Perché l’obbligatorietà rimane, per un milione e mezzo di ragazzi tra i 16 e i 19 anni ogni anno. Il che è un bene sotto un certo punto di vista. Palumbo ne è convinta: “Io preferisco cogliere l’elemento di continuità rispetto a quello di discontinuità. E l’elemento introdotto dalla legge 107 che non è stato modificato dalla legge di bilancio è quello di curricolarità della alternanza, che invece prima per le scuole era opzionale”. Il governo avrebbe potuto renderla di nuovo facoltativa, invece non l’ha fatto: l’alternanza scuola lavoro resta obbligatoria. “Si vuole solo ridurre il monte ore minimo” ha continuato Palumbo: “Sono sicura che le scuole che possono e che hanno già una forte rete di collegamenti con le aziende non butteranno via tutto questo, e manterranno un monte ore più elevato”. Scegliendo cioè di far fare ai propri studenti più ore rispetto ai nuovi minimi previsti per legge: una prospettiva forse ottimistica.

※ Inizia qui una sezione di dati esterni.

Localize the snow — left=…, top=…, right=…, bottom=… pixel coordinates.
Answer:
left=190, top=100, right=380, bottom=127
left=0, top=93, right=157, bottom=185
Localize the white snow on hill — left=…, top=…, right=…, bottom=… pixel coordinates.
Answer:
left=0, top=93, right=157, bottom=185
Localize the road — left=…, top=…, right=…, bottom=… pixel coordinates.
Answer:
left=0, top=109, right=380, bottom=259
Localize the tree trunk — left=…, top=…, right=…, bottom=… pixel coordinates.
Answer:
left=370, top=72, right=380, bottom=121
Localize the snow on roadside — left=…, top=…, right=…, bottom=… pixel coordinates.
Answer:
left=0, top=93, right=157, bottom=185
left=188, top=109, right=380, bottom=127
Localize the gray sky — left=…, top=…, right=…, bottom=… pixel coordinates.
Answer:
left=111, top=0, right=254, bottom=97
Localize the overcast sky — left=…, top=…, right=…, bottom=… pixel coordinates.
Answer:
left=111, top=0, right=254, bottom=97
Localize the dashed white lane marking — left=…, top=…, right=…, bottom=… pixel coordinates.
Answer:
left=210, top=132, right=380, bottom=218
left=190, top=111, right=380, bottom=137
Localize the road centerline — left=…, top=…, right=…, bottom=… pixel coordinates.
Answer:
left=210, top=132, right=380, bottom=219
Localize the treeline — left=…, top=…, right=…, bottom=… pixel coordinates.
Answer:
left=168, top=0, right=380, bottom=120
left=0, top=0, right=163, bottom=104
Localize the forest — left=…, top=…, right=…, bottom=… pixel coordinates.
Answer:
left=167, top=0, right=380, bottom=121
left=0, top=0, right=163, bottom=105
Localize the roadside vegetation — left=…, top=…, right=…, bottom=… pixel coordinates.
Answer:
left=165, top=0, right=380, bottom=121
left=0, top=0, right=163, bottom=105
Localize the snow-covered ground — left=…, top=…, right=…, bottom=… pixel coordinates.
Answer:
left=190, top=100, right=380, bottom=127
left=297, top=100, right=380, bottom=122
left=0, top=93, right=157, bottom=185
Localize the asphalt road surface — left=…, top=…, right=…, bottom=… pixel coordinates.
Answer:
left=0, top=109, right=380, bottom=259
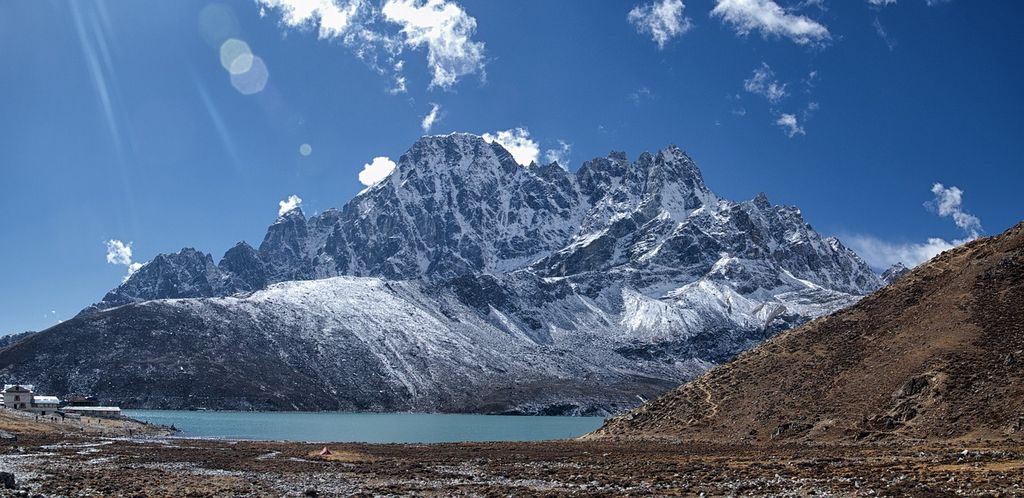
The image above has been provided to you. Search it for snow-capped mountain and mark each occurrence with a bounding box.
[8,134,883,413]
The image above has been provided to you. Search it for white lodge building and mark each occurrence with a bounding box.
[3,384,60,415]
[3,384,35,410]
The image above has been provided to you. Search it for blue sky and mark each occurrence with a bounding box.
[0,0,1024,333]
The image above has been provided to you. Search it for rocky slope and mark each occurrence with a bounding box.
[591,222,1024,443]
[0,134,882,413]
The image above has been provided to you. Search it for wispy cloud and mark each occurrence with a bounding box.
[359,156,397,186]
[843,183,982,271]
[743,63,786,105]
[711,0,830,45]
[626,86,654,106]
[104,239,145,281]
[926,183,982,239]
[106,239,131,264]
[775,113,807,138]
[381,0,484,88]
[420,103,441,133]
[256,0,486,93]
[278,194,302,216]
[627,0,693,49]
[480,127,541,166]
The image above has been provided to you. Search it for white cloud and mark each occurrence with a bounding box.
[420,103,441,133]
[775,114,807,138]
[257,0,367,39]
[544,140,572,168]
[256,0,485,94]
[105,239,145,282]
[106,239,131,264]
[381,0,484,88]
[843,183,981,271]
[125,262,143,280]
[926,183,981,239]
[843,236,968,271]
[626,86,654,106]
[480,127,541,166]
[743,63,786,105]
[278,194,302,216]
[711,0,829,45]
[359,156,396,186]
[627,0,693,49]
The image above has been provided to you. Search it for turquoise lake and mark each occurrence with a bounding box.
[124,410,604,443]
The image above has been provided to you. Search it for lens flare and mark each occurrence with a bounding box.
[231,56,270,95]
[220,38,254,76]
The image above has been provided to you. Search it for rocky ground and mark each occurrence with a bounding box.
[0,411,1024,497]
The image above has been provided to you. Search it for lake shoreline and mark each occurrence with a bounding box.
[124,410,605,444]
[0,407,1024,497]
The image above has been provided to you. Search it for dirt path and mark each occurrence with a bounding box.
[0,433,1024,497]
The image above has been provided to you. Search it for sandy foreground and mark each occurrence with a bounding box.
[0,414,1024,497]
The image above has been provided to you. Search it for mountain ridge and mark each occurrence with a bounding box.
[588,221,1024,444]
[0,134,882,414]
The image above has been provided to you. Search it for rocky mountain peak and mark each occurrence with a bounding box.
[88,133,881,305]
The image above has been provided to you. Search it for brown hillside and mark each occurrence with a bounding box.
[588,222,1024,443]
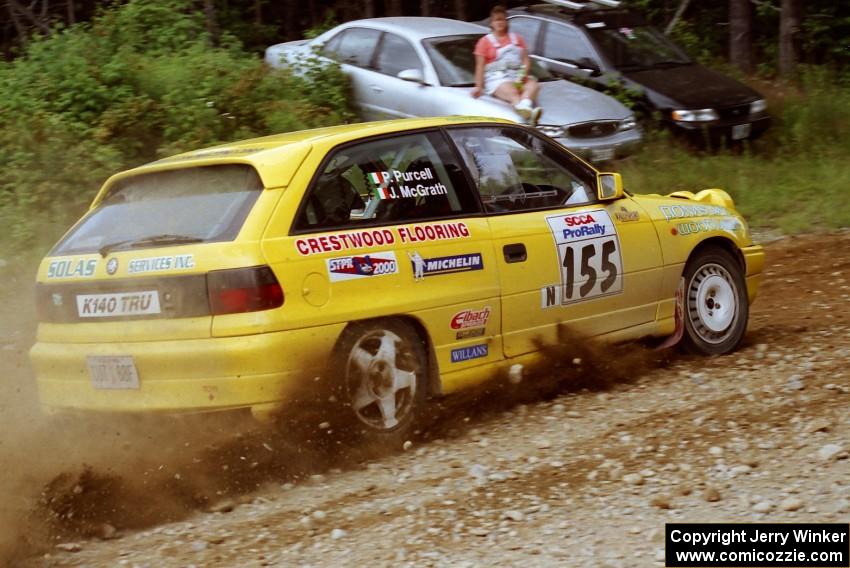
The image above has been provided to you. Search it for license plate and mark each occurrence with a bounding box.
[590,148,614,162]
[86,355,139,390]
[77,290,161,318]
[732,122,752,140]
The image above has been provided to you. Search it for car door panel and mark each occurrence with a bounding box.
[444,128,662,357]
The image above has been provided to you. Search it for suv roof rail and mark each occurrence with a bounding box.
[543,0,620,10]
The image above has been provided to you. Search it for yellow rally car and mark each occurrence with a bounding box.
[31,114,764,436]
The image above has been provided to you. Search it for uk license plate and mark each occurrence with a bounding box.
[86,355,139,390]
[732,122,752,140]
[77,290,162,318]
[590,148,614,162]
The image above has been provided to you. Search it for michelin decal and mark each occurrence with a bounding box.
[407,251,484,280]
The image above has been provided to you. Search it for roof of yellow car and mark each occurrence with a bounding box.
[92,116,510,202]
[154,116,509,161]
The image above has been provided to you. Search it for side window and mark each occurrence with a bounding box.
[541,23,598,64]
[295,133,478,231]
[508,16,542,53]
[377,34,422,77]
[449,127,595,213]
[322,28,381,67]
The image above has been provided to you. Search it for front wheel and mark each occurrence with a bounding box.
[683,248,749,355]
[337,320,428,442]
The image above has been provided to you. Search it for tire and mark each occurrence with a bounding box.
[335,319,428,444]
[682,247,750,355]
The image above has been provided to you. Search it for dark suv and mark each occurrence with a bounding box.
[500,1,770,144]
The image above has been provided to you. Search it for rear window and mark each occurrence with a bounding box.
[51,164,263,255]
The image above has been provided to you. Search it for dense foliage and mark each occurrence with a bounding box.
[0,0,353,256]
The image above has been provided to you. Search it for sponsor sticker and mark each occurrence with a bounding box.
[295,221,469,256]
[540,209,623,308]
[326,252,398,282]
[614,206,640,223]
[366,167,449,200]
[77,290,161,318]
[450,306,490,339]
[407,251,484,280]
[658,205,729,222]
[670,217,742,235]
[126,254,195,274]
[452,343,489,363]
[455,327,486,339]
[47,258,97,278]
[451,306,490,329]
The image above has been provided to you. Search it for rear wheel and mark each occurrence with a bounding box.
[337,320,428,442]
[683,248,749,355]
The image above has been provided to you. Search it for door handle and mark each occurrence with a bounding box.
[502,243,528,262]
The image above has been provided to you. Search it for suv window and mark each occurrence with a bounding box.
[449,127,595,213]
[295,133,478,231]
[322,28,381,67]
[541,22,598,65]
[377,34,422,77]
[51,164,263,254]
[508,16,542,52]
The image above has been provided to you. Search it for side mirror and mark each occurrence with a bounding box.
[576,57,602,77]
[596,174,624,201]
[396,69,425,85]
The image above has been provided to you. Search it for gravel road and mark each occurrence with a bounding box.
[0,232,850,567]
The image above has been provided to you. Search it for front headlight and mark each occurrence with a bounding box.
[673,108,718,122]
[620,114,637,132]
[537,124,564,138]
[750,99,767,114]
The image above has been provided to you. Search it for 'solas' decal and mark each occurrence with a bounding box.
[47,258,97,278]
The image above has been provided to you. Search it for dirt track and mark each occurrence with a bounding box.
[0,232,850,566]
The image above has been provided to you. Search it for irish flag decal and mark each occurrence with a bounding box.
[369,172,391,199]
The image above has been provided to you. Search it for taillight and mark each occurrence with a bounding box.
[207,266,283,315]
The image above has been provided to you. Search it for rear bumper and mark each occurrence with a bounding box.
[555,128,643,162]
[741,245,764,304]
[30,325,342,413]
[670,114,771,144]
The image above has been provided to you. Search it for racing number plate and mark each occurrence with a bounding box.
[541,209,623,308]
[86,355,139,390]
[732,122,751,140]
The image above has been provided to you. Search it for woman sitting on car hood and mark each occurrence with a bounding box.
[472,6,543,126]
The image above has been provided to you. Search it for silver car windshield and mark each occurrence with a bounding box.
[422,34,554,87]
[589,26,691,71]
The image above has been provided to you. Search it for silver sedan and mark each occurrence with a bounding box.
[265,17,641,162]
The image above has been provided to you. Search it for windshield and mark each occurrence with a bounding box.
[588,26,691,71]
[51,164,263,255]
[423,34,553,87]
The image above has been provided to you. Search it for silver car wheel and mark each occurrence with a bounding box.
[687,263,738,344]
[346,329,420,431]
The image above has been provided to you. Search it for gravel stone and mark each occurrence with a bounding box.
[818,444,842,461]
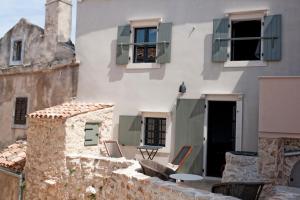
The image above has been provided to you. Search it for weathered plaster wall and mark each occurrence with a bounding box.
[0,0,79,149]
[76,0,300,156]
[0,64,78,148]
[259,76,300,138]
[0,19,74,69]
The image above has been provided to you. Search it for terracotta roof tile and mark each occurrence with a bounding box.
[0,140,27,172]
[28,102,112,119]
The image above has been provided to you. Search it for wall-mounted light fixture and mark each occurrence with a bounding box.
[179,82,186,94]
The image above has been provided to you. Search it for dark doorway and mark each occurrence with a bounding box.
[206,101,236,177]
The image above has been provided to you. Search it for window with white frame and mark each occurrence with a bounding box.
[116,18,172,66]
[133,27,157,63]
[212,12,281,63]
[230,19,262,61]
[10,39,24,65]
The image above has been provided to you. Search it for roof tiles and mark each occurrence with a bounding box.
[28,102,112,119]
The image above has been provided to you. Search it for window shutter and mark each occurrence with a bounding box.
[119,116,142,146]
[116,24,131,65]
[84,123,99,146]
[263,15,281,61]
[212,18,229,62]
[156,23,172,64]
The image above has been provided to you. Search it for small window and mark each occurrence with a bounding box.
[145,117,166,147]
[231,20,261,61]
[134,27,157,63]
[12,40,22,61]
[14,97,27,125]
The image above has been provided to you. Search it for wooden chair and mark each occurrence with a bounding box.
[211,182,265,200]
[140,145,192,181]
[103,140,123,158]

Secondo Palumbo la riduzione del monte ore obbligatorio ha un senso perché permetterà di “concentrarsi sulla qualità dei percorsi, il loro essere significativi per la formazione dello studente, e la coerenza col percorso di studi. Si chiederà alle istituzioni scolastiche, con le linee guida, di elaborare percorsi intimamente collegati alla natura del percorso di istruzione svolto dai ragazzi, per avere quel carattere orientativo forte”. Anche se non si capisce bene perché tutto questo non potesse essere perseguito lasciando immutate le durate complessive.
Dunque, per riassumere. Il primo problema è che all’alternanza scuola lavoro verranno tagliate risorse finanziarie. Quanto, non si sa: ma presumibilmente tanto. Il secondo è che verranno accorciate le durate di questi percorsi, con la conseguenza che un certo numero di aziende si sentiranno disincentivate a partecipare, ritenendo che l’orizzonte temporale sia troppo breve per poter riuscire a insegnare davvero qualcosa – in sostanza, che la spesa non valga l’impresa. Il terzo problema è che, sebbene il monte ore indicato per legge non sia fisso bensì sia solamente una soglia minima, è più che probabile che la maggior parte delle scuole si attesterà su quei minimi, anche per evitare contestazioni da parte di studenti e docenti avversi all’alternanza. Il quarto problema, relativo solamente a quest’anno, è che vengano cambiate le regole in corso d’opera. Su quest’ultimo punto Carmela Palumbo lancia un appello: “Noi tecnici abbiamo cercato di proporre di far scattare tutto questo dal prossimo anno scolastico, in modo da mantenere almeno per questo tutta la programmazione del piano formativo già approntata dalle scuole. Ma sono dinamiche che ci passano sopra la testa” ammette: “In Finanziaria le cifre passano di qua e di là fino all’ultimo momento”.
Niente in effetti è ancora stabilito con certezza, fino a quando la legge di Bilancio 2019 non verrà approvata in via definitiva.